Nazajutrz po przesłuchaniu Zubajda oświadczył, że w nocy przyszedł do jego celi Allach i powiedział mu, by współpracował, relacjonował Kiriakou. Od tego momentu Zubajda odpowiadał na wszystkie pytania, dodał. Jak wyjaśnił, uzyskane od terrorysty informacje "pozwoliły uniknąć wielu ataków, może nawet dziesiątków". Agent podkreślił, że jak wielu Amerykanów czuje się rozdarty "między myślą, że symulacja topienia jest torturą a wagą informacji uzyskiwanych często za pomocą tej procedury".

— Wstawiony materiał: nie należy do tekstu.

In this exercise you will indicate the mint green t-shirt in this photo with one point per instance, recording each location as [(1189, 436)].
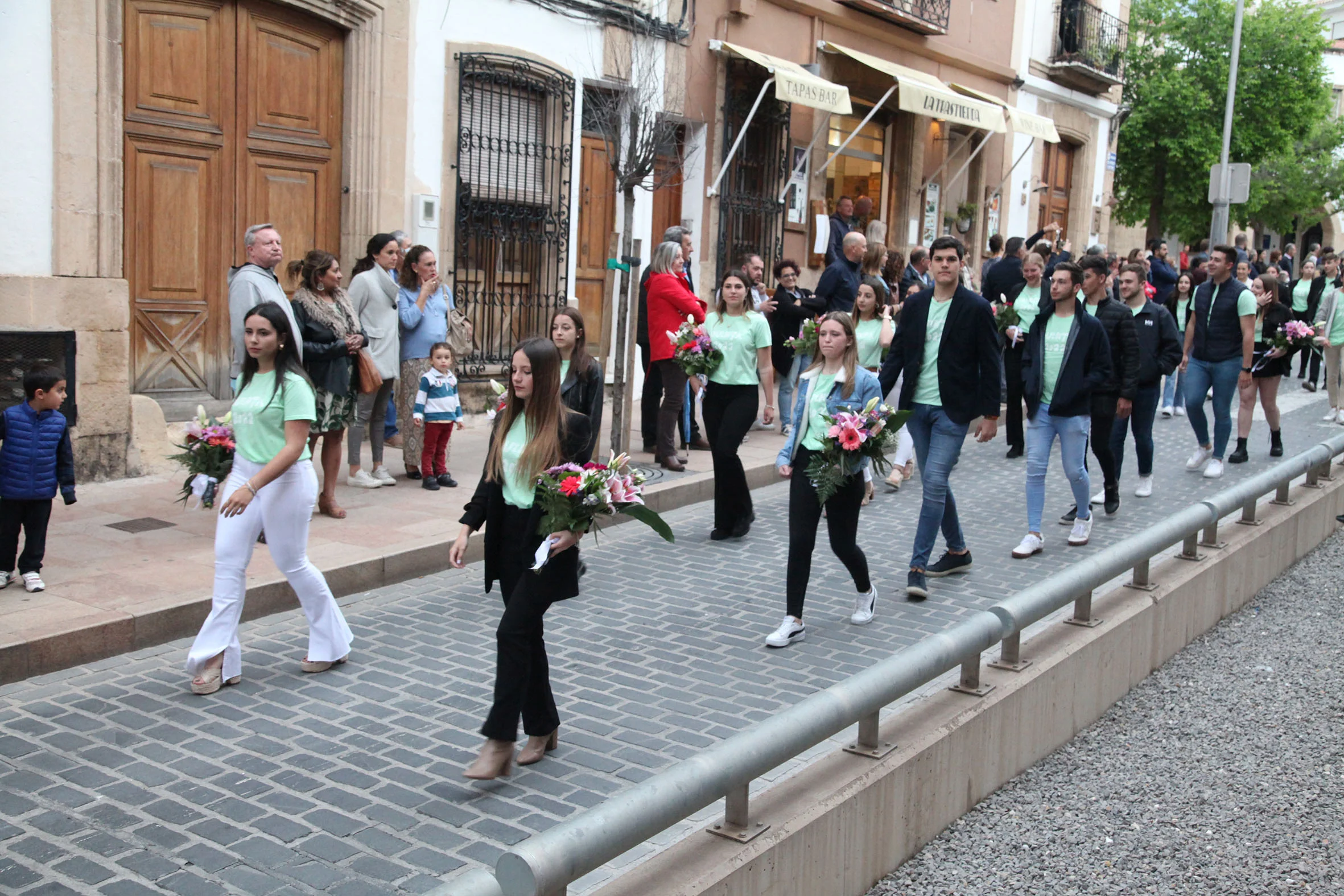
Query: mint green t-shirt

Kiriakou rozmawiał z telewizją, gdy w USA zapowiedziano dochodzenie w sprawie zniszczenia przez CIA taśm wideo z nagraniami przesłuchań dwóch osób podejrzanych o terroryzm. Dyrektor CIA Mike Hayden powiedział współpracownikom, że nagrania zniszczono w obawie o bezpieczeństwo funkcjonariuszy, a taśmy przestały mieć wartość jako materiały dowodowe. Ale zdaniem "New York Timesa" faktyczną przyczyną zniszczenia nagrań były jednak użyte przez agentów metody przesłuchania. Techniki te mogłyby - jak pisze dziennik - wywołać poważne obiekcje co do legalności postępowania prowadzących śledztwo.